A cursory glance at the overall movement of thought and image in the "Ode" provides a glimpse of this meditative process as Shelley intuited it. The first three stanzas correspond roughly to the first fold of Dogen's claim that, popularly rendered, to study Buddhism is to study the self. Addressing the wind first as a "breath" (stanza 1), then as a "Dirge" (stanza 2), and finally as "Thou who didst waken from his summer dreams / The blue Mediterranean . . ." (stanza 3), Shelley affirms that the wind is an awakening process aligned with death. The wind in these early stanzas, however, is yet other than the poet himself. It is a force to be apprehended, pursued, and appealed to by a self that is yet other than what it discerns. In stanza 4, however, Shelley commences the process of self-forgetting, longing first to be a "leaf," then a "cloud," and finally a "wave," anything that can be taken up by the wind. This longing—together with the declaration, "I fall upon the thorns of life! I bleed!" (54)—implies his understanding, perhaps intuitive, that the separate self is nothing but an inhibiting illusion that must give way to one's initial identity with all things. The stanza's concluding couplet, however, with its assertion that "A heavy weight of hours has chained and bowed / One too like thee: tameless, and swift, and proud" (55-56), signals that the process of self-forgetting is not complete. Shelley is yet attempting to define something in relation to a perceived self and so is caught yet in the dualistic frame of seeking to know what can never be apprehended through ideas. It is not until stanza 5, with the death of thought itself as definitive process—"Drive my dead thoughts over the universe / Like withered leaves to quicken a new birth!" (64-65)—that the poet as a separate self disappears into his practice ("my lips"), into prophecy itself as that which is beyond affirmation and denial.

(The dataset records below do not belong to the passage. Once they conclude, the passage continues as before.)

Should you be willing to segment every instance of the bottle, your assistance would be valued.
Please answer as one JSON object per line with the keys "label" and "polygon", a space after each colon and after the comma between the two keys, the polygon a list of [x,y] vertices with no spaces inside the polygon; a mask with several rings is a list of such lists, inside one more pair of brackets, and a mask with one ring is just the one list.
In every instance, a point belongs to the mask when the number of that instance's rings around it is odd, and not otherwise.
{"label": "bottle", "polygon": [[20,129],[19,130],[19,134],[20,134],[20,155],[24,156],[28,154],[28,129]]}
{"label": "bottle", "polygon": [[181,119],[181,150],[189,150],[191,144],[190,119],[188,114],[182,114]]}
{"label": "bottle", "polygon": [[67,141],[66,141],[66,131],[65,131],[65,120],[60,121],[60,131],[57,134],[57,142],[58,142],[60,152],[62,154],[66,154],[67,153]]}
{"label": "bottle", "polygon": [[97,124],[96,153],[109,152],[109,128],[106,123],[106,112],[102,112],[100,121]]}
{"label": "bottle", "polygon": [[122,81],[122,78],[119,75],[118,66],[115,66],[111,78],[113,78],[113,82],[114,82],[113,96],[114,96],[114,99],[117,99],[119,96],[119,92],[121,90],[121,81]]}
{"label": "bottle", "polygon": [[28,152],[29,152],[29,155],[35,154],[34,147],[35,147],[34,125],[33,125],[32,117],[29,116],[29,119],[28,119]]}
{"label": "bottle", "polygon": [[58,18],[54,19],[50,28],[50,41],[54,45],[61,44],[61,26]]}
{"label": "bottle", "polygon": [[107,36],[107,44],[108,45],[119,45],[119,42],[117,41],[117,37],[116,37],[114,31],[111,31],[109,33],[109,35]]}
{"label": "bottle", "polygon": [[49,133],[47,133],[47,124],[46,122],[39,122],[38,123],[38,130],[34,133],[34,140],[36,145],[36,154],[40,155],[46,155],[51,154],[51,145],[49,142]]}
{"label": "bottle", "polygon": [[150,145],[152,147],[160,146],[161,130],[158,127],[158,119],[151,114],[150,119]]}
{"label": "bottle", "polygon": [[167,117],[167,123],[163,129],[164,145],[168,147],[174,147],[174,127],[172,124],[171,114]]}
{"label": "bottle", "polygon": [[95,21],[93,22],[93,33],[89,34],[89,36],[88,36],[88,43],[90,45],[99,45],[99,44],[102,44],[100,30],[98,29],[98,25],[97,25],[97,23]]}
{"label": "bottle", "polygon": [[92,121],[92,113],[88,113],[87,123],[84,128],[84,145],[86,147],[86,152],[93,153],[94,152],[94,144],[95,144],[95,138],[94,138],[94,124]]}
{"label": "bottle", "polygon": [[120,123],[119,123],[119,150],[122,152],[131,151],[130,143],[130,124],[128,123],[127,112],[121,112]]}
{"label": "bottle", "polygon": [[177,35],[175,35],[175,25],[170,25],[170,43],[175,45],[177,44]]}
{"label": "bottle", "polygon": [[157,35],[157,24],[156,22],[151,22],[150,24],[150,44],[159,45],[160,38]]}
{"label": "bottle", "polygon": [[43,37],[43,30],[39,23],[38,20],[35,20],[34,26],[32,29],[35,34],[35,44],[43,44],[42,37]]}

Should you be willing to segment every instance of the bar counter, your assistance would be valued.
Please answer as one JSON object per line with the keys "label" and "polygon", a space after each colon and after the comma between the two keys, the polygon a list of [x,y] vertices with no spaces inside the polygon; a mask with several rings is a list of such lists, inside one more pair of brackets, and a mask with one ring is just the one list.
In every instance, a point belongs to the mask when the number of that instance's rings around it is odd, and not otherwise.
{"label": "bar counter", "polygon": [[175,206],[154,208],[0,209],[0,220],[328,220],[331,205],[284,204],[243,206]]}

Beyond definition, one with the earth upon which it plays, Shelley's "Wind" (69), no longer identified as autumnal, is also one with the poet as the practice itself of poetry—a practice that extends beyond writer and reader to effect the awakening of earth itself. Caught up in the interfluent dynamics of this creative breeze, the reader encounters concomitantly a state of spiritual unknowing or non-knowing that opens upon ever-new possibilities for awakening to the full sufficiency of the lived moment. As the monk simply bows and the master simply continues fanning, leaving students of the koan in the state of what Zen calls "no-mind" (Suzuki, esp. 28-29), so Shelley simply withdraws, leaving us in a state of questioning that should, if we take literally his reference to incantation, drive us back into the processes of the poem as a self-emptying enterprise sufficient in itself to the evocation of human "origin" as the act of harmonic oneness with all things. The process is, for all practical purposes, a poetic variant of what Zen calls zazen (Japanese, meditative sitting). "Zazen reveals the total reality of interdependent origination," writes the modern Zen master Shohaku Okumura. "When we let go of thought, we put our whole being in the reality of interpenetrating reality. This is how we are verified by all beings" (114-15). In a variant of Shelley's question to the wind, we may well ask: Are we equal to the task?